The Advanced tab

In the Advanced tab there are some quality settings found on CCC too, and a few hidden ones not exposed by it that can be useful for enhancing quality or performance. For all settings the quality level is a trade-off for performance: high quality levels give lower performance, and high performance gives lower image quality.

  1. Force Triple-Buffering (OpenGL)
    As the title implies, this option forces Vertical Synchronization on OpenGL applications.
  2. Anisotropic optimization
    Optimizes the anisotropic filtering for better performance, but with less quality.
  3. Trilinear optimization
    Same as above but for Trilinear filtering.
  4. Enable Surface Format Optimization
    This option is new to Catalyst 10.10 and above. It gives the driver a hint to change some rendering surface formats internally resulting in improved performance with no significant quality decrease.
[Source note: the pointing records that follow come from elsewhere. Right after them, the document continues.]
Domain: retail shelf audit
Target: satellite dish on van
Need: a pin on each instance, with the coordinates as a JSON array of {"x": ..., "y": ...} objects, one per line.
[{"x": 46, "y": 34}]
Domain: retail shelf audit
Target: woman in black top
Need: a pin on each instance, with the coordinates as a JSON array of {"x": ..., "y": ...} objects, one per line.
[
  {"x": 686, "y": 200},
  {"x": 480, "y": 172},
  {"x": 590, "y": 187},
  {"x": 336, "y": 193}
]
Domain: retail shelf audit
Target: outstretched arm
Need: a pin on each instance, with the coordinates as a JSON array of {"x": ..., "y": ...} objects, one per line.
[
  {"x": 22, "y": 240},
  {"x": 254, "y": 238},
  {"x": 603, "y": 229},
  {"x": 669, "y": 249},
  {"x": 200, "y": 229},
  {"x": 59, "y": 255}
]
  5. Texture Filtering Quality
    Controls texture filtering quality. High Quality disables any driver optimization that can result in loss of quality.
  6. Mipmap Quality
    Controls texture mipmap quality.
The second section gives access to hidden driver features related to quality and performance.
  1. Texture LOD
    Control texture LOD (level of detail). Negative values produce sharper textures, but can introduce shimmering on textures while in movement. Positive values can help on shimmering removal, but high values can produce blurry textures.
    The recommended setting is 0.
  2. Flip Queue Size
    Determines the number of frames the driver will render ahead of being displayed if CPU is fast enough (usually it is). The driver default is 3, higher values can improve performance and reduce stuttering but may introduce mouse lag. Lower values can help reduce mouse lag but can cause stuttering.
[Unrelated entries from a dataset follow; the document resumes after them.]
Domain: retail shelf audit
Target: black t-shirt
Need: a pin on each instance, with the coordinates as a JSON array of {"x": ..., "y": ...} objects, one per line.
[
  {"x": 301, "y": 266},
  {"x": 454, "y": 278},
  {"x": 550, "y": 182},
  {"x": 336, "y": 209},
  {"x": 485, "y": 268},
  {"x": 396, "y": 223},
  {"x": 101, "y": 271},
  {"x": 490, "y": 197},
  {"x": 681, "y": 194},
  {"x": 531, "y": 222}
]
    The recommended setting is Use Driver Default.
  3. CrossfireX Settings
    Enables the OSD features on CrossfireX equipped systems.
  4. Display CrossfireX Logo On-Screen
    Activates the default ATI Radeon CrossfireX logo on top right corner of the screen when the feature is supported by the driver.
  5. Show new AMD Radeon logo
    Displays an AMD Radeon logo on top right corner of the screen. The logo is displayed regardless CrossfireX is supported or not. This option can be used for single GPU system as well. See below an example of the AMD Radeon logo active on the screenshot.Tip: if you want to preserve OSD elements on screenshots taken by RadeonPro, you need to set the option “Keep overlay information in screenshots” on Settings: Screenshots
And finally the Driver compatibility section lets you use selected components of  other video drivers than the currently installed. This can be handy sometimes where a driver update breaks a game that worked fine with older driver versions.
  1. Version selection dropdown
    Operating System Default uses the current installed driver components. Select another option from the dropdown if you want the current selected game to use a different driver component.
  2. D3D
    Tells RadeonPro to use the D3D driver component of the selected driver compatibility set.
  3. CFX
    Tells RadeonPro to use the CrossfireX driver component of the selected driver compatibility set.
  4. OGL
    Tells RadeonPro to use the OpenGL driver component of the selected driver compatibility set.